Have you ever seen dust or snow thrown up in front of the rotor disk at slow forward speeds? It is caused by vortical flow region near the ground upstream of the helicopter. It is recirculated through the rotor as speed increases thus momentarily causing a settling situation. However, this vortex phenomenon will disappear as speed is further increased.

[lelebebbel]

The helicopter settles slightly during transition into forward flight because of a number of factors, but you can continue to fly at that low forward airspeed quite comfortably, with only a slight increase in power. Even though some air may be recirculating in the forward part of the rotor disc.

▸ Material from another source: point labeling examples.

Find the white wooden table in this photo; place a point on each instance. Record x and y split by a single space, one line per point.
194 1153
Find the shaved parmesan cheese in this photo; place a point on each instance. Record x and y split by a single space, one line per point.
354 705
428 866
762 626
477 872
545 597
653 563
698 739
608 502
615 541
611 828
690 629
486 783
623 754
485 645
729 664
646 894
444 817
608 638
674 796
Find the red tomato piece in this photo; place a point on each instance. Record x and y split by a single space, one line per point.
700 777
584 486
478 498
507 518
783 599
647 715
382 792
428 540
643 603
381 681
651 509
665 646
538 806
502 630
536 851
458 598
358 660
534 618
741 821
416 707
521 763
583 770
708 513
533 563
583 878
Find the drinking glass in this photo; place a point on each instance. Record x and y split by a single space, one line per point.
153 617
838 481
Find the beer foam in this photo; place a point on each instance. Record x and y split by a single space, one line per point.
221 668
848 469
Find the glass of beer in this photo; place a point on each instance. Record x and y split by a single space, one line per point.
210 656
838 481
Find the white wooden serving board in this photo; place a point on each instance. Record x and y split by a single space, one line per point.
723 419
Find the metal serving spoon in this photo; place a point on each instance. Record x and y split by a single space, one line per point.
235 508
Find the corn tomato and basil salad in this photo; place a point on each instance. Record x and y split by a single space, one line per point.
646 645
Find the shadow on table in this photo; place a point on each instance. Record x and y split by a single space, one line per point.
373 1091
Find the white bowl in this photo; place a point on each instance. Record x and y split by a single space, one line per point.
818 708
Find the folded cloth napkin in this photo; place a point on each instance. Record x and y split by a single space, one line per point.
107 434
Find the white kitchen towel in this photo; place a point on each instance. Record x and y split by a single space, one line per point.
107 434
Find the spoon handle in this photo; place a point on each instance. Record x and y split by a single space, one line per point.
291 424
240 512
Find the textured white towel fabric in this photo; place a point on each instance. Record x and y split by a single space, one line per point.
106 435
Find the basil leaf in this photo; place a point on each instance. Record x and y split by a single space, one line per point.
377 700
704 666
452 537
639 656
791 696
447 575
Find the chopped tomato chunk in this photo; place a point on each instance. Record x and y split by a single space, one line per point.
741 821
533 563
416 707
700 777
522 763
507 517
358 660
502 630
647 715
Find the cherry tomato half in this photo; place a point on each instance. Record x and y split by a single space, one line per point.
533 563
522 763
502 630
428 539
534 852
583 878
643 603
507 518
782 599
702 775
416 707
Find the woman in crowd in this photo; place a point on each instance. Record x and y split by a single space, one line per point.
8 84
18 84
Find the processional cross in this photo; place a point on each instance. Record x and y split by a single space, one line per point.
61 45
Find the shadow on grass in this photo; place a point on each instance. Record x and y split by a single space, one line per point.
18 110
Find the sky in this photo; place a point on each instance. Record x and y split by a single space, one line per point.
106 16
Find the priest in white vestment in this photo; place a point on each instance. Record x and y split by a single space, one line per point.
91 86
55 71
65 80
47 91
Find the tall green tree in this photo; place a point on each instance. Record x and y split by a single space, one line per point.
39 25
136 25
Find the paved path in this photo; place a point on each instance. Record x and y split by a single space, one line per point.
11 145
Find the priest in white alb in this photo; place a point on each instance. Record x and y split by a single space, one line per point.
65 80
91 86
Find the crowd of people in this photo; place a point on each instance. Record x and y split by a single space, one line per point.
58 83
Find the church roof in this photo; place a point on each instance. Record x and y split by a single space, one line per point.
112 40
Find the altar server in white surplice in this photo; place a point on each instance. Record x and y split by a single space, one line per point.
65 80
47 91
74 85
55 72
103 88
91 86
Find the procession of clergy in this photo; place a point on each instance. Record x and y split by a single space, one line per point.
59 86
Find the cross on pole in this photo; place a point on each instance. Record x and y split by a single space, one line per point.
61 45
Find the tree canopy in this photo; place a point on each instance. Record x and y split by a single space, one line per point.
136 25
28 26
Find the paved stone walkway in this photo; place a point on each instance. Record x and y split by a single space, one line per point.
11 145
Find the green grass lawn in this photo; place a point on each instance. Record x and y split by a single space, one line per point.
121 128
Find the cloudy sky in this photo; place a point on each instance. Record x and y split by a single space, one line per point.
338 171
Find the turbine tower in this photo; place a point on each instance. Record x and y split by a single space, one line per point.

In VRS however, a increase in collective pitch / power will increase the rate of descent.

 

There is always some air recirculating through the rotor when the helicopter is in a hover or in slow forward flight, but that still doesn't have much to do with vortex ring state.

 

If it would, raising the collective while hover-taxiing would make the vortex situation you are describing worse, causing the helicopter to pitch nose down - in reality, the opposite happens.

[kodoz]

Man, this thread got convoluted, and I'm probably not going to help. The VRS/SWP issue has been beaten to death, and depending on what you were taught, you get the distinction or you don't.

 

There is the aerodynamic condition (best described as VRS), but also called SWP since the aircraft continues to descend despite having power available to arrest the descent.

 

There is also Settling, with Power Available. This is not aerodynamic--it's the end of a bad approach where power is applied too late to arrest the descent, or the rate of descent is too great for to be arrested with the available power. Say you can just barely HOGE at 4000 MSL. If you set up a shallow approach, you have the power available at the end and can make the landing b/c your RoD is low. If you set up a steep approach with a high RoD, you can't arrest the RoD and "settle" into the ground.

 

What Tom is talking about isn't covered in most of the basic texts. What most of us probably learned is that, during the transition to forward flight, you shift some of the lift from being vertical to being horizontal, and the helicopter descends some, depending on how much you nose forward. There is a "vortical thing" going on too. While hovering, you are sitting on a cushion of air that flows down through the rotor disc, outward along the ground, and then upward some distance from the helicopter (AIM 7-3-7). That's a vortex. As you nose forward to take off, many things happen, but one of them is that the forward part of the disc pushes into that vortex. Some aerodynamics happen and lift is decreased. You then fly through that disturbed air, get ETL and some undisturbed air, and don't give it another thought. This is sort of like recirculation in a confined area, which you can read about in the RFM, except that during take off the helicopter moves into the vortex, whereas in recirculation, the vortex moves into the helicopter.